Und bei diesem letzten Satz war das komische Grinsen wieder da. „Was soll das denn heißen?“ Ich hasste es, mich auf sein dummes Spiel einzulassen, aber es führte kein Weg dran vorbei. „Naja, sie scheint bessere Gesellschaft als euch zwei Homos gefunden zu haben…“ – die Schadenfreude triefte aus jedem Satz – „jetzt wo unsere Speckprinzessin zur Frau wird, scheint sie sich auch nur noch für echte Männer zu interessieren.“ Und er zeigte über die Schulter in eine Dunkle Ecke unter der Rutsche, wo ein Dreiergrüppchen eng ineinander umschlungen war. „Deine Mutter interessiert sich nur noch für echte Männer“, setzte Malte nun an, der sich wohl entschlossen hatte jetzt doch auch an der Unterhaltung teilzunehmen, aber ich hörte schon den zweiten Teil des Satzes (der mit ziemlicher Sicherheit auf die Scheidung von Jannis‘ Eltern anspielte) nicht mehr, so schnell war ich losgestürzt, um zu sehen, was unter der Rutsche vor sich ging. Rückblickend betrachtet kann ich gar nicht mehr sagen, ob es pure Neugier war, die mich antrieb, oder ob ich tief in mir schon ahnte, dass irgendetwas nicht in Ordnung war.

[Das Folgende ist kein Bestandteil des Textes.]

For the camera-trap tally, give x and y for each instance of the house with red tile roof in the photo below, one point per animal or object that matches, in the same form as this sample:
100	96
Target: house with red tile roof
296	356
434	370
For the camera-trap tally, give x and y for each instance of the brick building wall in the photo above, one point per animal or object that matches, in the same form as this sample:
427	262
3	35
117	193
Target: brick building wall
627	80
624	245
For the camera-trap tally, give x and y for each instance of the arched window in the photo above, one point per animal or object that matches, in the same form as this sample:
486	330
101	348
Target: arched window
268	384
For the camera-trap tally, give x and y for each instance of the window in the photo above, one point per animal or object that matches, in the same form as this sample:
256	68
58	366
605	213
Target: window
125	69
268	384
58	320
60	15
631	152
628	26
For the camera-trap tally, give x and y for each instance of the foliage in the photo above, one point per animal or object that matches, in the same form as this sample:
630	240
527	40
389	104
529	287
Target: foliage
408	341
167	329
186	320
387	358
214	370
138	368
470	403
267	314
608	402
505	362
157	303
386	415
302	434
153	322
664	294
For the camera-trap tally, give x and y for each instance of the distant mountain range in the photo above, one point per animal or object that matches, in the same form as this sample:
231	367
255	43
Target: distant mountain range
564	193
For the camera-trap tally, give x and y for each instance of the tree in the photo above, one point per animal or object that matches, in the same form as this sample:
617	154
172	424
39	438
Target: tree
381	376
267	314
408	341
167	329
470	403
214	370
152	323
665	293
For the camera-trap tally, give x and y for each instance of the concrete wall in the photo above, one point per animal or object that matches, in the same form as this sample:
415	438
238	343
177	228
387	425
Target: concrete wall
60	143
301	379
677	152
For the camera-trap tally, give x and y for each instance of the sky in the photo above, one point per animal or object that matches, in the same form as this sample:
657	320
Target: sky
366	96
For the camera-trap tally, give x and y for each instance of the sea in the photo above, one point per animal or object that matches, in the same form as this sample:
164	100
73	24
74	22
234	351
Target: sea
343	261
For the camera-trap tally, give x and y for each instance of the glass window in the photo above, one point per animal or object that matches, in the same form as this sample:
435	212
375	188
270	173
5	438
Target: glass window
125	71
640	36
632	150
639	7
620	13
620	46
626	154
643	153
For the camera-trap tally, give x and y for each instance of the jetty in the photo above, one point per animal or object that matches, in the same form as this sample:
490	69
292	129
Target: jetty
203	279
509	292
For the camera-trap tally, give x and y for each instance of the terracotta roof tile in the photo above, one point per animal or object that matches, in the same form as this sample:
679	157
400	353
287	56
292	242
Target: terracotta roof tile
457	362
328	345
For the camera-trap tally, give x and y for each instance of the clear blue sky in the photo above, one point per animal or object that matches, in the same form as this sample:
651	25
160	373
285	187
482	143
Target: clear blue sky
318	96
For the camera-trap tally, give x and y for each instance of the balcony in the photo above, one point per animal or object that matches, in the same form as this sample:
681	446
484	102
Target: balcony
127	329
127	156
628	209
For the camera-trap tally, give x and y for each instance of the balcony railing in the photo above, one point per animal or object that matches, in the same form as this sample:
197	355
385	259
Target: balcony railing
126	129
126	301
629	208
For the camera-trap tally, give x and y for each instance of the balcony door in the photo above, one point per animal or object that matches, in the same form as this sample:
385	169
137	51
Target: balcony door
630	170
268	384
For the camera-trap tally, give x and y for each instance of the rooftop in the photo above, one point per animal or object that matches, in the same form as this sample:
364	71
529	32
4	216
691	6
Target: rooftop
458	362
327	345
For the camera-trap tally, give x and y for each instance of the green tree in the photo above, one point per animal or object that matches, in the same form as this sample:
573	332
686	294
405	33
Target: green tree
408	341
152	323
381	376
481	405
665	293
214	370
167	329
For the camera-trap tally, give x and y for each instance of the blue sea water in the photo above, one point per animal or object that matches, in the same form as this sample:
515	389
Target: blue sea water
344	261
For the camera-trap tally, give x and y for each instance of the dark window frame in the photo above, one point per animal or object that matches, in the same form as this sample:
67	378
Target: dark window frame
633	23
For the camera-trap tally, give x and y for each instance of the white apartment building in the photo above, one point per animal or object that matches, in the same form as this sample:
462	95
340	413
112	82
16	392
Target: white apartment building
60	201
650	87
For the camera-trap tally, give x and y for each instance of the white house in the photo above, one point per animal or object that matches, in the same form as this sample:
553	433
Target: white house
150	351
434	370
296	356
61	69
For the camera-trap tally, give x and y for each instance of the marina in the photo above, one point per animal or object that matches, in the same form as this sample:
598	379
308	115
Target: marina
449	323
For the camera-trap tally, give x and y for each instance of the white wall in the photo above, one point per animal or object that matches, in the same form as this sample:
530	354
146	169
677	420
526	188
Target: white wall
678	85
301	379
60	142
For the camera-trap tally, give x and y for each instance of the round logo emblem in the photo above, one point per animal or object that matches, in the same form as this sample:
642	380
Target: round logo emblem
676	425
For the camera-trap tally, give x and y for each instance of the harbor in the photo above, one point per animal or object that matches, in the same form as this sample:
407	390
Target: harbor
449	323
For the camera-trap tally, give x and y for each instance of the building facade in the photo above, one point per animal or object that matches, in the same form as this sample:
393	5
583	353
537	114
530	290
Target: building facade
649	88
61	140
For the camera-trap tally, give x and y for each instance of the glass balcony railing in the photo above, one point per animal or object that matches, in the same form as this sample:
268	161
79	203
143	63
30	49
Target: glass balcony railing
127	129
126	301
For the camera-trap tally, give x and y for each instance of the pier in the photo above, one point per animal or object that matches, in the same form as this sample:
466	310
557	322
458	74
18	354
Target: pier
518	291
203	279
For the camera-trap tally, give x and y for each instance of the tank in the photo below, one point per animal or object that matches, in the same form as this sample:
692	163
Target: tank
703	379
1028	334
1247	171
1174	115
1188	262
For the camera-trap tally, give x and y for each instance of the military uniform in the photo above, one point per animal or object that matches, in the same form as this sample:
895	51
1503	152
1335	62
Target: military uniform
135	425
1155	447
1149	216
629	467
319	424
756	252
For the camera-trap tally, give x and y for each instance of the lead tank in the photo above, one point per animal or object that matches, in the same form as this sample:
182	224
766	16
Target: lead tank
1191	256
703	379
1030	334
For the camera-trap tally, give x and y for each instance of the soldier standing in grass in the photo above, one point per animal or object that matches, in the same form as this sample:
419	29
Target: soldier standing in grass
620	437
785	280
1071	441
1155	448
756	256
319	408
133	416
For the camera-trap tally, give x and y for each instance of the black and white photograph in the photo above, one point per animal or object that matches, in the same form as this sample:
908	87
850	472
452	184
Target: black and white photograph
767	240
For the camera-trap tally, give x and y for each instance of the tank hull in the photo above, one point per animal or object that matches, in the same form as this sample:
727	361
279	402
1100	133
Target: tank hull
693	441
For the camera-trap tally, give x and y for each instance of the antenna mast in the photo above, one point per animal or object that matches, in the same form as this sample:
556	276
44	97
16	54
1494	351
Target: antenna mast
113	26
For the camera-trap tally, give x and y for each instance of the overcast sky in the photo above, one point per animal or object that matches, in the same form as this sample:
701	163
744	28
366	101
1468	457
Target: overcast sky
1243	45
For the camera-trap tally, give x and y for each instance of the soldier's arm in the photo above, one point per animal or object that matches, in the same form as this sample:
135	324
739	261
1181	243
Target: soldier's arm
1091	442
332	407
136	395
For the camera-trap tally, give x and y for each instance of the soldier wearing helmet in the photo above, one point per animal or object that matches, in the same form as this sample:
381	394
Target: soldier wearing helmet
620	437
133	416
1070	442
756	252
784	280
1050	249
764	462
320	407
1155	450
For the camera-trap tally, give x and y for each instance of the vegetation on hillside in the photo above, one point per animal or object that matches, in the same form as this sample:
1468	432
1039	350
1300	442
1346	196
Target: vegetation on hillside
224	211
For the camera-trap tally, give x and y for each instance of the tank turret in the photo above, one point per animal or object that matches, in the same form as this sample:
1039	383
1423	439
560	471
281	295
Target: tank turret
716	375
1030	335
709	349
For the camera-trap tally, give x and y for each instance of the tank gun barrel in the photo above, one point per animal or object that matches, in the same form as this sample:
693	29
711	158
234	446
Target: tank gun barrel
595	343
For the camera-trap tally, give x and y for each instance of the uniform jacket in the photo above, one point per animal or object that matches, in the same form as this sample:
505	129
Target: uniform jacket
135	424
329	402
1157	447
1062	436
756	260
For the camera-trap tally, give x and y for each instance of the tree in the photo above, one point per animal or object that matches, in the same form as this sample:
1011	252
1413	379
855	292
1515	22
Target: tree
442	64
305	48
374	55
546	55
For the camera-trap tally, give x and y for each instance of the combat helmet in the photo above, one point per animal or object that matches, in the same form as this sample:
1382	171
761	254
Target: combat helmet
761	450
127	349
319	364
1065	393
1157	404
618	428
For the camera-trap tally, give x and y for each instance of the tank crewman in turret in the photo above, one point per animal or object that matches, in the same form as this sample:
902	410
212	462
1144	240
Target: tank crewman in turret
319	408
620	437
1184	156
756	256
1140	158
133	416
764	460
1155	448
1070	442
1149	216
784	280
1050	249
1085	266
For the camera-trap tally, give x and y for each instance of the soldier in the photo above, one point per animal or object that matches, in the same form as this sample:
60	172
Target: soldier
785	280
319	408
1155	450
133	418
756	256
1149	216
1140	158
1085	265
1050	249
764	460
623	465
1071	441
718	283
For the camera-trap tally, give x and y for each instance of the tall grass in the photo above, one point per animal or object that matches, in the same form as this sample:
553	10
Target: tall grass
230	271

Paula lag unter der Rutsche und zwei Typen waren bei ihr, die ich noch nie gesehen hatte, der eine hielt ihre Arme fest, während der andere sie betatschte. Ein Schrei entfuhr meiner Kehle, in einer Tonart, von der mir gar nicht bewusst gewesen war, dass ich sie erreichen konnte. Das schien auch den einen der beiden Typen zu erschrecken, oder zumindest soweit zu verwirren, dass er Paulas Handgelenke kurz losließ, was ihr wiederum genug Gelegenheit gab, sich von ihrem zweiten Peiniger loszureißen und ihre Ferse in das Bermudadreieck seiner Badehose zu versenken. Ich half ihr auf, wir rannten durch die Chill-Out-Area und in Richtung Ausgang, wo der Fotograf allen Anschein nach immer noch dabei war, Teenager sexy abzulichten. 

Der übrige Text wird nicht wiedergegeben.